How
to speak of it—this shoeless nightmare, that tends to get better—but lost of
culture, and lost of love, to huddle on a corner! Oh the sadness—to pressure
our women, to denigrate their strengths—to make for slaves, a colony of
prostitutes, or to demean monogamy—a world of mad songs, to push black folks,
to arouse the white conscience; but never with violence, as opposed to
violence, to encounter violence; and ever with violence, to never
accomplish—the goal of violence. It’s everything black, to read it closely, to
oppress—against oppression. We die our culture, to emote the frustration,
enlove with the frustration. Oh let us speak—of mothers and fathers, as absent
as, It’s not there.
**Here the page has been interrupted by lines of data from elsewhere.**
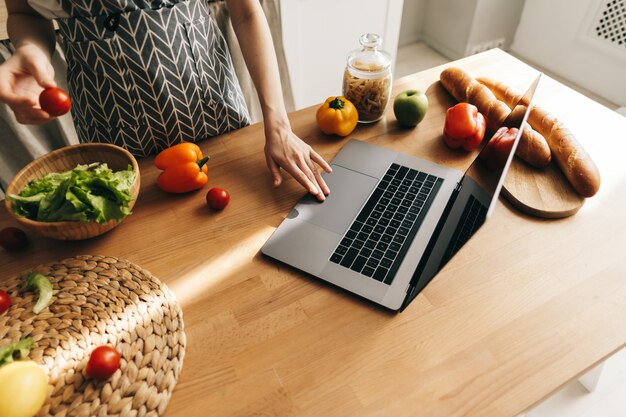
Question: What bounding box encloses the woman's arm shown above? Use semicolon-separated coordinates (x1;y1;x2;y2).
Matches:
227;0;331;200
0;0;56;124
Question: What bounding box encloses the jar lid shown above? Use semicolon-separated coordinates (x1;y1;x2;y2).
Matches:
348;33;391;72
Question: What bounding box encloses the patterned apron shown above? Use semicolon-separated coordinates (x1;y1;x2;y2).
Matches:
57;0;250;157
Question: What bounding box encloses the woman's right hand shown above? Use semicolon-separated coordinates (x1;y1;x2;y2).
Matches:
0;45;56;124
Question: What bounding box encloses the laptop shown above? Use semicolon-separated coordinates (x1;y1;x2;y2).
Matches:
261;74;541;311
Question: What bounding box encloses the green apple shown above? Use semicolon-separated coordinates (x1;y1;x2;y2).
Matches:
393;90;428;127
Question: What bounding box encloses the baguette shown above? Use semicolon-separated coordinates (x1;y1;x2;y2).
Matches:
478;78;600;197
439;67;552;168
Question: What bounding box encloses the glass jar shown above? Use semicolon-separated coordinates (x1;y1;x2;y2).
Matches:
343;33;391;123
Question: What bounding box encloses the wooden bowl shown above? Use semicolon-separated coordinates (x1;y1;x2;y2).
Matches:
4;143;140;240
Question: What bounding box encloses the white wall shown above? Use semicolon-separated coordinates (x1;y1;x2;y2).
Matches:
423;0;478;59
511;0;626;106
423;0;524;59
398;0;426;46
280;0;403;109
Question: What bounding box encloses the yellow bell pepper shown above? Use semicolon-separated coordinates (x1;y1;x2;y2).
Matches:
315;96;359;136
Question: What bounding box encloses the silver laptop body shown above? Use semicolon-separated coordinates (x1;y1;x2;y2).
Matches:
261;74;541;310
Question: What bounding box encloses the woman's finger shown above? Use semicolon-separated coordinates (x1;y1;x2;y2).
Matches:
311;148;333;173
265;154;283;187
283;159;324;199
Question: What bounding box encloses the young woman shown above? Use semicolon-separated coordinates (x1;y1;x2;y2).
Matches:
0;0;330;200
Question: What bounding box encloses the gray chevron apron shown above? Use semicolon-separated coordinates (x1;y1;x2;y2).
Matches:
57;0;249;157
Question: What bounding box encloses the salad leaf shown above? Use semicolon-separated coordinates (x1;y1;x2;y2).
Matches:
0;337;35;366
9;162;136;224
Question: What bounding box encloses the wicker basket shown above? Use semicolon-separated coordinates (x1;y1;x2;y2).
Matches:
5;143;140;240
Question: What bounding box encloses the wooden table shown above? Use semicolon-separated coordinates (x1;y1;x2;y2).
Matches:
0;50;626;417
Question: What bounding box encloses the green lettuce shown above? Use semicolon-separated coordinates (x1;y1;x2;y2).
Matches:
9;162;136;224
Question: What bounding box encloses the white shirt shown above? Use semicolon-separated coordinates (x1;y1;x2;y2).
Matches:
27;0;70;19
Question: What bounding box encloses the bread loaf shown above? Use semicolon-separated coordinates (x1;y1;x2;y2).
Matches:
478;78;600;197
439;67;551;168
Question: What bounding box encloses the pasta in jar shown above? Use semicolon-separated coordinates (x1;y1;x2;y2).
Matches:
342;33;391;123
343;69;391;122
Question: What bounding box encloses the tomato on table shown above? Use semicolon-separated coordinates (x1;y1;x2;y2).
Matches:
85;345;121;379
39;87;72;117
0;290;11;314
206;187;230;210
443;103;487;151
480;127;518;170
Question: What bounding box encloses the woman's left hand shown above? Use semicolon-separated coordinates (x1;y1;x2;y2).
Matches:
265;124;332;201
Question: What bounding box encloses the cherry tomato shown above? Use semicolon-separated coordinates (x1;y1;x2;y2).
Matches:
206;188;230;210
39;87;72;117
480;127;518;170
0;290;11;314
0;227;28;252
85;345;121;379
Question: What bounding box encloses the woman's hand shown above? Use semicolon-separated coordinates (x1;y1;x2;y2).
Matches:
265;118;332;201
0;45;56;124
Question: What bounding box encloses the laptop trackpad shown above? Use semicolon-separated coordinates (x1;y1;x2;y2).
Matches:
296;164;378;234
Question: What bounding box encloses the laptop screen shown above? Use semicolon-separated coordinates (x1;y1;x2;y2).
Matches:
404;74;541;306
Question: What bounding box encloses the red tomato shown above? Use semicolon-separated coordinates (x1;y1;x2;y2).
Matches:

Our worlds are
dissimilar: an apple as an orange, a grape as a strawberry, and ethnic
perceived as bad. I can’t fathom little Jane calling her mother a [b]itch;
while little Jane’s mouth is lacking tears; and I can’t fathom the ghost
holding on, while the body is already dead. I swallow spit and choke up blood
staring at shoe polish, as yellow as a Mazda. What for this watching: the world
as hostile, the sex as but a moment, the mind inverted, as combined culturally,
where authenticity is considered violence; for it must be me, for me to accept
such lives, for me to settle into a sense of comfort, the precedent being
myself; and oh the passion, clouded by eeriness, to own the black of the bus;
but times have changed, where such is subtle, unless for fully ignorant—and
fully distorted. I give us this ring—the land of Cush, that inner light for
acceptance: to see as lights, the birth of intimacy, this need for our
approval; else for incomplete, and living as strangers, as close as a nose
hair.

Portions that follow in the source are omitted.